Vapi’s platform fee looks lower on the surface, but the actual bill also includes provider usage, telephony, and phone-number costs. That can work well for disciplined teams, but it makes budgeting easier to underestimate. If the buyer wants a cleaner relationship between usage and cost, Retell AI is the easier product to explain internally.
Privacy
Vapi wins narrowly. Both products are serious enough to require contract review, and neither should be treated as a casual consumer default. Vapi’s documentation makes the processor role, default call-log storage, and custom bucket options explicit, and its enterprise posture includes HIPAA mode and SOC 2 Type II.
Retell AI also offers enterprise controls, retention settings, and compliance-oriented terms, but its policy is more explicit that aggregated and de-identified communications data may be used to improve and develop the service. That is a reasonable enterprise posture, but it makes Vapi the slightly easier choice when the buyer wants the cleaner story around how call data moves through the system.
Who Should Pick Vapi
- The platform team building a voice product that needs to stay provider-agnostic should pick Vapi because it lets them choose the transcription, model, and voice stack instead of inheriting one fixed path.

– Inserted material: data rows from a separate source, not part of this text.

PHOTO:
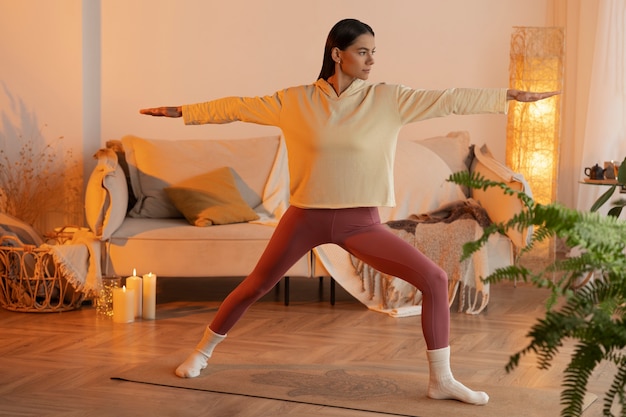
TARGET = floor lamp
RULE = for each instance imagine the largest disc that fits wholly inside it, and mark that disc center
(533, 129)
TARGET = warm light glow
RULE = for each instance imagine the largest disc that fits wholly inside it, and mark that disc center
(533, 129)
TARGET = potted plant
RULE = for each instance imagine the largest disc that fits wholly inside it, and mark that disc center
(594, 315)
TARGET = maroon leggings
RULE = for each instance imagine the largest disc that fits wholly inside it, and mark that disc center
(358, 231)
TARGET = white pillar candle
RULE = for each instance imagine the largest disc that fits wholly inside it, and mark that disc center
(135, 283)
(123, 305)
(149, 296)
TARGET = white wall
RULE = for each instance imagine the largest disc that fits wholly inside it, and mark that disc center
(85, 67)
(155, 53)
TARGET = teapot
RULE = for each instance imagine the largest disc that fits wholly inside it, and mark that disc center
(595, 172)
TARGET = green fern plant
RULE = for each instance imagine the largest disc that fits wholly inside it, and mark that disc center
(594, 316)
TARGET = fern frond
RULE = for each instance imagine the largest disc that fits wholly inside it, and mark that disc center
(584, 359)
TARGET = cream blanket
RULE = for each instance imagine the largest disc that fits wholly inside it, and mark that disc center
(79, 261)
(440, 235)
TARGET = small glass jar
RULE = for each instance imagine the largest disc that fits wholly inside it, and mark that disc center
(104, 301)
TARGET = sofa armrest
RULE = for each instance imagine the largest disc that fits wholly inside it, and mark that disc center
(499, 206)
(106, 196)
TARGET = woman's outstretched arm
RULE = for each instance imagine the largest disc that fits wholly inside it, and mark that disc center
(163, 111)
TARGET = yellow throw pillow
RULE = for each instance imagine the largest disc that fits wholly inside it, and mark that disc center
(211, 198)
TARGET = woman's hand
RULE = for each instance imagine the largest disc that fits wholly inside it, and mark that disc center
(163, 111)
(528, 96)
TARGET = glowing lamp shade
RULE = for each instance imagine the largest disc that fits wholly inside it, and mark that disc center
(533, 129)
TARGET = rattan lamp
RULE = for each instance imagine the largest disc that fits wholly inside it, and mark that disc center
(533, 129)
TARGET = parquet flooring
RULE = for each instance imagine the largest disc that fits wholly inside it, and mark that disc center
(60, 364)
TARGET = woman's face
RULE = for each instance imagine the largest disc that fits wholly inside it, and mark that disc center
(356, 60)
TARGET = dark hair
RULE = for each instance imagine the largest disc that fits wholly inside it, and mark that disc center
(341, 36)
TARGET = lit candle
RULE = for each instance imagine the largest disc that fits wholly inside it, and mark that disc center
(123, 305)
(135, 283)
(149, 296)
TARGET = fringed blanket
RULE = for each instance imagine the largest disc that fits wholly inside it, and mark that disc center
(79, 262)
(440, 235)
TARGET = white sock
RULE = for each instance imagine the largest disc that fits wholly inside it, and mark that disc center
(198, 359)
(443, 386)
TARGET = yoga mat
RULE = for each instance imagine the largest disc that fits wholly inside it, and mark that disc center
(388, 391)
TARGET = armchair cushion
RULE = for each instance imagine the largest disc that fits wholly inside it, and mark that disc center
(499, 206)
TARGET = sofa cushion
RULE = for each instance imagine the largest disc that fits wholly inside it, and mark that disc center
(454, 149)
(499, 206)
(106, 195)
(154, 164)
(211, 198)
(420, 181)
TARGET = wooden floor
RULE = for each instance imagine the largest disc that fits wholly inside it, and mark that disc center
(60, 364)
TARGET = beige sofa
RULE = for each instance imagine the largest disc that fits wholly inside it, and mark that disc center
(130, 207)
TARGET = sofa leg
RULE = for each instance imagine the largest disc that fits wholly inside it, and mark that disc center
(286, 291)
(321, 288)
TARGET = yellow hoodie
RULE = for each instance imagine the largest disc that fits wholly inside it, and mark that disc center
(341, 149)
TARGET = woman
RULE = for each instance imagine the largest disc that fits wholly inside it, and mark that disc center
(341, 136)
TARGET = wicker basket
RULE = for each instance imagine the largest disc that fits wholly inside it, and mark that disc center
(30, 281)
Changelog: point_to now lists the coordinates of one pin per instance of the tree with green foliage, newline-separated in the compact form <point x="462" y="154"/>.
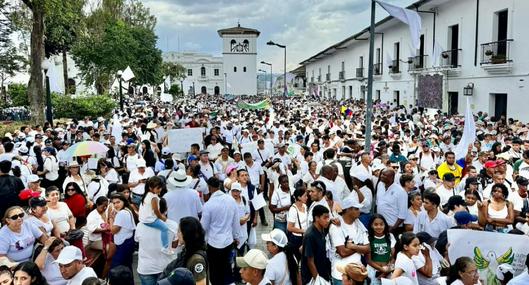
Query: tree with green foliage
<point x="120" y="46"/>
<point x="64" y="21"/>
<point x="174" y="71"/>
<point x="17" y="95"/>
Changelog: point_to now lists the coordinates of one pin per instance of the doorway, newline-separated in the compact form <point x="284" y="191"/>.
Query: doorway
<point x="396" y="97"/>
<point x="500" y="105"/>
<point x="453" y="99"/>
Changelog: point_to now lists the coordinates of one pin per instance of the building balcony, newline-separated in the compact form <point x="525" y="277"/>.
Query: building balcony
<point x="496" y="56"/>
<point x="394" y="68"/>
<point x="416" y="63"/>
<point x="360" y="72"/>
<point x="377" y="69"/>
<point x="450" y="58"/>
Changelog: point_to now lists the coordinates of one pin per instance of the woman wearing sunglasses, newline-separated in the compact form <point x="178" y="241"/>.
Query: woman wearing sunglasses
<point x="17" y="237"/>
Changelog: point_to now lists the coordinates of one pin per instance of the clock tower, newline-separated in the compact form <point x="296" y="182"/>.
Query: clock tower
<point x="239" y="52"/>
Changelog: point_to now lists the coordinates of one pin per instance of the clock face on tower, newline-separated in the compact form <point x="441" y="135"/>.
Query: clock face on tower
<point x="241" y="47"/>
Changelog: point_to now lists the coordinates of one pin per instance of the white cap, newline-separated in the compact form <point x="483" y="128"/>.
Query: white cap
<point x="351" y="202"/>
<point x="33" y="178"/>
<point x="359" y="174"/>
<point x="69" y="254"/>
<point x="277" y="236"/>
<point x="141" y="163"/>
<point x="236" y="186"/>
<point x="254" y="258"/>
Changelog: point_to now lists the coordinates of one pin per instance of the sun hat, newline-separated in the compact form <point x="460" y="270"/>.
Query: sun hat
<point x="69" y="254"/>
<point x="179" y="178"/>
<point x="276" y="236"/>
<point x="254" y="258"/>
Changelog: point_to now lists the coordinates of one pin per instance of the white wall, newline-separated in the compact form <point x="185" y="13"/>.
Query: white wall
<point x="512" y="82"/>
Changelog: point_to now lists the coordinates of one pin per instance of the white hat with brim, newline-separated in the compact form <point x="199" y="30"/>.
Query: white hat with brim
<point x="179" y="178"/>
<point x="254" y="258"/>
<point x="69" y="254"/>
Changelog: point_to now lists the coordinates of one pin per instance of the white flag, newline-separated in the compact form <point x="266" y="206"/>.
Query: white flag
<point x="469" y="133"/>
<point x="127" y="74"/>
<point x="409" y="17"/>
<point x="436" y="54"/>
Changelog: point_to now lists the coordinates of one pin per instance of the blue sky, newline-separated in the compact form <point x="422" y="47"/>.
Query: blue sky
<point x="306" y="27"/>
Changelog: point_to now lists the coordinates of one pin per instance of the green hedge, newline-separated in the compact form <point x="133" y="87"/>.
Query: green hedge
<point x="78" y="107"/>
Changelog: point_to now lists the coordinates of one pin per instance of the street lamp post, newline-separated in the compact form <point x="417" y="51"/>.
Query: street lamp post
<point x="119" y="74"/>
<point x="263" y="71"/>
<point x="271" y="43"/>
<point x="271" y="75"/>
<point x="49" y="113"/>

- The engineering org that wants to tune cost, latency, and call quality should pick Vapi because the product behaves more like infrastructure than a packaged workflow.
- The enterprise buyer that already has its own product logic should pick Vapi because it gives the team a flexible voice layer without forcing a new operating model.
Who Should Pick Retell AI
- The contact-center or operations team that needs to launch phone automation quickly should pick Retell AI because the product bundles testing, analytics, routing, and post-call workflows into one operating surface.

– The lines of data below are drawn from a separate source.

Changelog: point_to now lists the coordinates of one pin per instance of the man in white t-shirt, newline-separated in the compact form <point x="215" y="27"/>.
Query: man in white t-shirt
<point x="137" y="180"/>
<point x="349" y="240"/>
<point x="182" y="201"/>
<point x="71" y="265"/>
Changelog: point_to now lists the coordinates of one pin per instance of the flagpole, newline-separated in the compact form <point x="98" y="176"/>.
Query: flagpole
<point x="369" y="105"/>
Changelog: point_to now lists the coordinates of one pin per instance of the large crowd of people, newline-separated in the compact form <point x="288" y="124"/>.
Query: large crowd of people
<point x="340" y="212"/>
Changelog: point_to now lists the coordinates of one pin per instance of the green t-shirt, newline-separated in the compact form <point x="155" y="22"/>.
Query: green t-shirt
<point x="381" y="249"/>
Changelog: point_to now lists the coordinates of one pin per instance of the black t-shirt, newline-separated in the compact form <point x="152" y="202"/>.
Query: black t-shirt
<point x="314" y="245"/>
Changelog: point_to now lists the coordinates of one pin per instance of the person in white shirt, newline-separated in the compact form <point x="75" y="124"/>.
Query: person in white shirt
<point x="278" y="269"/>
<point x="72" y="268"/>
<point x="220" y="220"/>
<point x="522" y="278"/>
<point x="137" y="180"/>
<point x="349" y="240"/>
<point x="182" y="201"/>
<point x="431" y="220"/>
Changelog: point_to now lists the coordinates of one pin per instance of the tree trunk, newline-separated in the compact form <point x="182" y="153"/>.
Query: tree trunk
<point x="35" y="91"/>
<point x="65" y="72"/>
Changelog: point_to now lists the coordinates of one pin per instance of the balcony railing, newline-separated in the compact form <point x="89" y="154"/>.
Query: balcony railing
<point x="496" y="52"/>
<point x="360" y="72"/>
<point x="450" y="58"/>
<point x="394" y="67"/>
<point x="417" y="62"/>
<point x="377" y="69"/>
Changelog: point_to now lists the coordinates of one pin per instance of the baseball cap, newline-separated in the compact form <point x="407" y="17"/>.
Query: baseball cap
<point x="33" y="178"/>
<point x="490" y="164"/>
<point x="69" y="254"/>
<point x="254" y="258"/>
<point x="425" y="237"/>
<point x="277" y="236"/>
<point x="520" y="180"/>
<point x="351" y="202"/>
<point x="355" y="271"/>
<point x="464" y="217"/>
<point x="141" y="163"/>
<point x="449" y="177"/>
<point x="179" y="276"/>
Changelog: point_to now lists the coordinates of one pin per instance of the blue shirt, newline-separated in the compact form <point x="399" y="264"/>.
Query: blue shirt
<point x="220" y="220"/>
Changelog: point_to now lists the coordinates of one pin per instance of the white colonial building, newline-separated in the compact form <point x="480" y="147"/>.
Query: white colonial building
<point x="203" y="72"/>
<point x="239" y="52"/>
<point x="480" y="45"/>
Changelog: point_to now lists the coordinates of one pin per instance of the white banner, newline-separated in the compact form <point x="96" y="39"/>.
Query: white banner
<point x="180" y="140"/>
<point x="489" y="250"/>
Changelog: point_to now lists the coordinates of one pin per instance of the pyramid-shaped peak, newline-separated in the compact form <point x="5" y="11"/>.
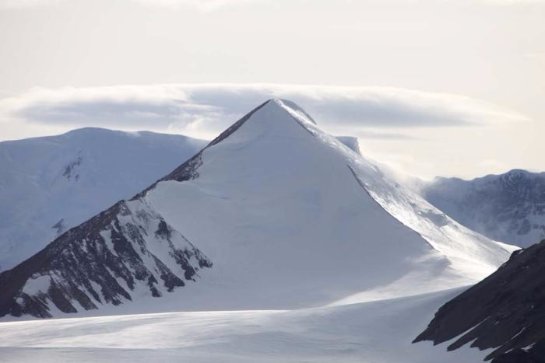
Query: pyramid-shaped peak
<point x="271" y="113"/>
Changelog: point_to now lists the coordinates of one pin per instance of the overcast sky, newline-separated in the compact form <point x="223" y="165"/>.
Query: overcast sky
<point x="445" y="87"/>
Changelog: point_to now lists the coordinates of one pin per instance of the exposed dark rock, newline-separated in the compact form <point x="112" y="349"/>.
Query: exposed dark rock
<point x="505" y="311"/>
<point x="509" y="207"/>
<point x="100" y="262"/>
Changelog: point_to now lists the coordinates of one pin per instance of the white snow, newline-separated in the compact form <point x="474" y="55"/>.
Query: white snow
<point x="366" y="332"/>
<point x="318" y="257"/>
<point x="72" y="177"/>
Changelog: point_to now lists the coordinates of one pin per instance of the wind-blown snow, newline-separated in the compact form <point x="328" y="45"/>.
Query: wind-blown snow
<point x="291" y="217"/>
<point x="366" y="332"/>
<point x="317" y="256"/>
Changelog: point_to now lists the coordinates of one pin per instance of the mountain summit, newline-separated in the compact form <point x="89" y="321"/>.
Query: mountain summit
<point x="509" y="207"/>
<point x="273" y="213"/>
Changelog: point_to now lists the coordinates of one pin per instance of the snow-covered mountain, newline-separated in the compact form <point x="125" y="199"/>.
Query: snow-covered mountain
<point x="50" y="184"/>
<point x="508" y="207"/>
<point x="273" y="213"/>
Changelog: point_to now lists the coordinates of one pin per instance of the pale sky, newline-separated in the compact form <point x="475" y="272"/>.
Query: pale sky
<point x="445" y="87"/>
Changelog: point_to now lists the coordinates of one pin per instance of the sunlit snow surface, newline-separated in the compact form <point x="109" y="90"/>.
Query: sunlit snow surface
<point x="51" y="184"/>
<point x="317" y="256"/>
<point x="367" y="332"/>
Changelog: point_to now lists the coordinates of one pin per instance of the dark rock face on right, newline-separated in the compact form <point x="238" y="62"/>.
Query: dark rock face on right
<point x="505" y="311"/>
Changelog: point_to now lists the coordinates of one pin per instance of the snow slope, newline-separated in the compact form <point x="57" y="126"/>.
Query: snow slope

- The business that lives on appointment booking, IVR, transfers, and call handling should pick Retell AI because those workflows are the center of the product rather than add-ons.
- The developer who wants a more opinionated phone-agent stack should pick Retell AI because it reduces the number of assembly decisions before the system can go live.
Bottom Line
Vapi and Retell AI both sell production voice agents, but they sell different kinds of confidence. Vapi gives you confidence that the stack can be shaped around your architecture. Retell AI gives you confidence that the phone workflow itself is already organized for production.
If your team wants to own the provider choices and treat voice as a flexible infrastructure layer, pick Vapi. If your team wants to run phone automation with fewer moving parts and a more complete operations surface, pick Retell AI.